Regression
A regression is a new defect where behavior that previously worked stops working after a change.
It commonly appears after a code change, configuration update, plugin change, or deployment.
What it does
A regression introduces breakage into an area that used to behave correctly.
It is commonly used to describe:
- Functionality that worked before and is now broken
- New issues caused by an update or release
- Unexpected side effects from a fix or feature
- Behavior changes that reduce quality or trust
Core concepts
Previously working behavior
The key idea in a regression is that the problem was introduced by change.

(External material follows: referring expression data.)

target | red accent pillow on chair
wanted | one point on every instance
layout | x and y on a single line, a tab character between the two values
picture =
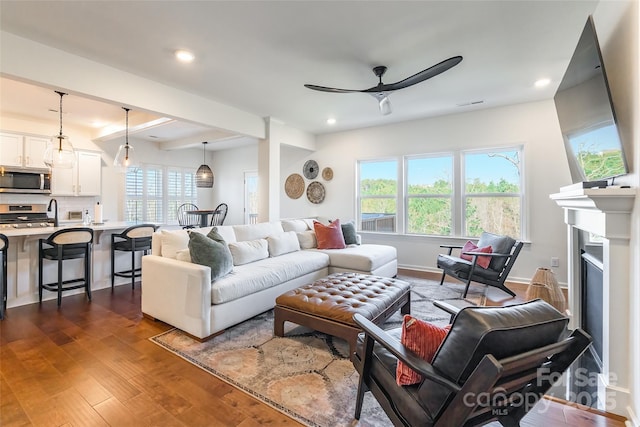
423	338
483	261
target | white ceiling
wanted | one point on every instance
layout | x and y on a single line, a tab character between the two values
257	55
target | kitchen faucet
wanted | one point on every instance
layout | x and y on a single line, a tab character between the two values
55	218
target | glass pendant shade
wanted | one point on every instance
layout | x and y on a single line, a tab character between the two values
204	174
59	152
126	156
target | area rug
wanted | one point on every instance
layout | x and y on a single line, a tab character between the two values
306	374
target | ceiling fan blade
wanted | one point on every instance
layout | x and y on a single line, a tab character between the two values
419	77
331	89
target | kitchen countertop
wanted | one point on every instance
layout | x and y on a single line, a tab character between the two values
45	231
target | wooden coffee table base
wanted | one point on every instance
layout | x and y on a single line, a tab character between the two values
339	328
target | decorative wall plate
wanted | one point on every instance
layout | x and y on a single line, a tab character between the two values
315	192
310	169
294	186
327	174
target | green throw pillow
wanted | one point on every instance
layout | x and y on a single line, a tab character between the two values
211	252
349	233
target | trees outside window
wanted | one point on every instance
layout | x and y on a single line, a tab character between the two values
452	194
378	195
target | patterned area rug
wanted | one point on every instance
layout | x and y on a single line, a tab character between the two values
306	374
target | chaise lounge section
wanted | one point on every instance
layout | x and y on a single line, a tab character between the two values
183	294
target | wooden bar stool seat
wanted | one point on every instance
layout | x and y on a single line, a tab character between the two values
134	239
63	245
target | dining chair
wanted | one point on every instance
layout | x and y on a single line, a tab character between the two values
186	220
219	215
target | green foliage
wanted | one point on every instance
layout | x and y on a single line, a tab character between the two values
602	164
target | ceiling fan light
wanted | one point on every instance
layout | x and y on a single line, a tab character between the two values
385	106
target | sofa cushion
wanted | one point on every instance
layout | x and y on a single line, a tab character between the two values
257	231
296	225
173	241
249	251
226	232
210	251
307	239
283	243
329	236
363	257
256	276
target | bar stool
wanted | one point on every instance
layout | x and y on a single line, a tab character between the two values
133	239
4	246
71	243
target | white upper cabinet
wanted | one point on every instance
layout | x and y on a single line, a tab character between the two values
82	180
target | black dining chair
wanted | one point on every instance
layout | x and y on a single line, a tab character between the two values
186	220
219	215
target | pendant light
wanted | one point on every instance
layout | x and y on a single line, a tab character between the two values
59	152
125	158
204	175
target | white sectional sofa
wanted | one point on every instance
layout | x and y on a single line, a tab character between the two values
182	294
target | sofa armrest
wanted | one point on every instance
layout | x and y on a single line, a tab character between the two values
178	293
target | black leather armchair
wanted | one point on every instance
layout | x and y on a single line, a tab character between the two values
504	255
495	364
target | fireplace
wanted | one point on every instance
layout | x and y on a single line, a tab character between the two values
606	213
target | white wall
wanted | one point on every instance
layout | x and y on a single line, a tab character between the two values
617	24
229	167
533	125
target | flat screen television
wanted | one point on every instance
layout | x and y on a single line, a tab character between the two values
587	117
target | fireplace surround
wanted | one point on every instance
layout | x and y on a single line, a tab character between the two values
605	212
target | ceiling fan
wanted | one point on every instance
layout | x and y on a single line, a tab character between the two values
381	90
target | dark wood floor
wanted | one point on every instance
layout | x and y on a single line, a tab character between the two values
91	364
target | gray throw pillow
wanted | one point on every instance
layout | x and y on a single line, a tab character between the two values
211	252
349	233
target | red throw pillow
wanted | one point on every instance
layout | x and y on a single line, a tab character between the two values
329	236
423	338
483	261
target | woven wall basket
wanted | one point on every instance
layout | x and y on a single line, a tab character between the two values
545	286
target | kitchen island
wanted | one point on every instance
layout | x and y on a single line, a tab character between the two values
22	265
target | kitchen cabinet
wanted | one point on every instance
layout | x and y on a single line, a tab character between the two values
23	151
83	179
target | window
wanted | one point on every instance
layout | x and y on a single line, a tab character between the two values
377	195
452	194
492	192
153	193
429	195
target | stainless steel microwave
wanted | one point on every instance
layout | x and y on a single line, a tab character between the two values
32	181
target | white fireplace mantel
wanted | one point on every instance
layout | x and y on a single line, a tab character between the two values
605	212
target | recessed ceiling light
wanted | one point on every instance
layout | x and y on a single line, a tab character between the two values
184	56
542	82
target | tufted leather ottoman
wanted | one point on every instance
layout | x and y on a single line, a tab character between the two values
328	304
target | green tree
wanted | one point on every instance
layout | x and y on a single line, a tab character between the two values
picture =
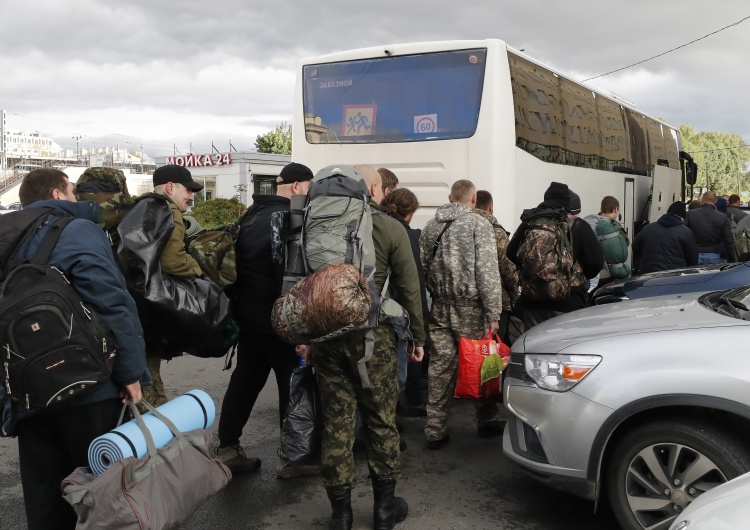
217	212
722	159
278	141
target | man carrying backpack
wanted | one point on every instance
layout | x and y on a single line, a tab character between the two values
459	256
55	440
347	378
555	255
612	239
259	350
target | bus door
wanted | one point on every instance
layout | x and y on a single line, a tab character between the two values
665	191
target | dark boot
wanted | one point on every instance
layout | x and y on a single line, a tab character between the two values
388	509
341	504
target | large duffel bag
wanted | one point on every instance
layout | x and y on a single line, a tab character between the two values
324	305
158	491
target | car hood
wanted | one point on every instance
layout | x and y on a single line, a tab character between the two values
626	318
725	506
692	275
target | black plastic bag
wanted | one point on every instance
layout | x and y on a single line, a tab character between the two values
301	429
190	315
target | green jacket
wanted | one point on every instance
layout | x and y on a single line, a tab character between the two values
175	260
393	250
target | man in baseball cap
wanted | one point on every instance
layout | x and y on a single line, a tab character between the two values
290	175
173	190
259	351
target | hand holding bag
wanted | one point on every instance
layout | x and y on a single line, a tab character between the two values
158	491
480	363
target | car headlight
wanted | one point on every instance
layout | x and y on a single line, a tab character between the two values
559	372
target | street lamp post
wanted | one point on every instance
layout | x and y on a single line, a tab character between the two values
78	153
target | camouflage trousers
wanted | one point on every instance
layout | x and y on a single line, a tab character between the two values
341	394
447	324
155	393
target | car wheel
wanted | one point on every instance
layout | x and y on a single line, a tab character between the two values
657	469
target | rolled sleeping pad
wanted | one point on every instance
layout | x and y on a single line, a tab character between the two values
192	410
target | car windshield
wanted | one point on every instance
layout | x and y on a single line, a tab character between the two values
733	302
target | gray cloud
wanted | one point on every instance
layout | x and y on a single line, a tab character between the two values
227	68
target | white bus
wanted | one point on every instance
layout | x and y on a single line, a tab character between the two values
437	112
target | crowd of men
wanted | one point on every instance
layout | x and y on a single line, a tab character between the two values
463	260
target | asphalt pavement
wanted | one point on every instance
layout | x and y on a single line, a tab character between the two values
468	484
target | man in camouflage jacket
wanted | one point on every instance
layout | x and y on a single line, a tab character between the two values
176	186
508	273
511	327
463	279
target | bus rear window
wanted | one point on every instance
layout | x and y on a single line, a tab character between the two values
412	98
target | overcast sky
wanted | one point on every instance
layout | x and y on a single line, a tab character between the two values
160	72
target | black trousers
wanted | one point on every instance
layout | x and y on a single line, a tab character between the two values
50	447
257	355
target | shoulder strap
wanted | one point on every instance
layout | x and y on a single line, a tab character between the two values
249	214
436	244
41	257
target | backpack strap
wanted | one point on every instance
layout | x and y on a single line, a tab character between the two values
436	244
41	257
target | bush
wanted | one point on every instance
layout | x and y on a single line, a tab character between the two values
216	212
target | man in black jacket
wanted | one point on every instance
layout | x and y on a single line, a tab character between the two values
587	254
260	350
712	230
666	244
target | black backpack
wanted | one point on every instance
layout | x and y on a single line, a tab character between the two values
53	346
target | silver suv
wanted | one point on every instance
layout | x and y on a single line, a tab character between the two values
646	402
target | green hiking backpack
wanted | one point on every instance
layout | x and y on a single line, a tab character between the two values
546	256
337	294
614	243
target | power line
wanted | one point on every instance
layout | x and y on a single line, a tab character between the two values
669	51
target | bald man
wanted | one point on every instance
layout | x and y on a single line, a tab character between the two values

If something never worked in the first place, that is a bug, but not necessarily a regression.
Change-related failure
Regressions often appear after:
- Feature work
- Refactoring
- Version updates
- Environment changes
- Emergency hotfix work
QA and release quality
Regression testing is part of QA because teams want to ensure old working behavior still works after new changes.
Common use cases
- Broken functionality after a deployment
- Design or layout breakage after an update
- Plugin or theme conflicts in WordPress
- Unexpected failures after a hotfix
- Workflow changes that damage existing user journeys
Practical notes
- Regressions are often especially frustrating because they reduce trust in change processes.
- Good QA and staging help catch regressions before production.
- Regression risk usually increases when releases are large, rushed, or poorly tested.
- When regressions hit production, teams may need a rollback or a fast hotfix.
Frequently Asked Questions
Is every bug a regression?
No. A regression specifically means something that used to work has broken after a change.
How do teams prevent regressions?
Through QA, regression testing, staged releases, and careful review before deployment.
What happens if a regression reaches production?
Teams may fix it with a hotfix or revert it through a rollback, depending on severity and timing.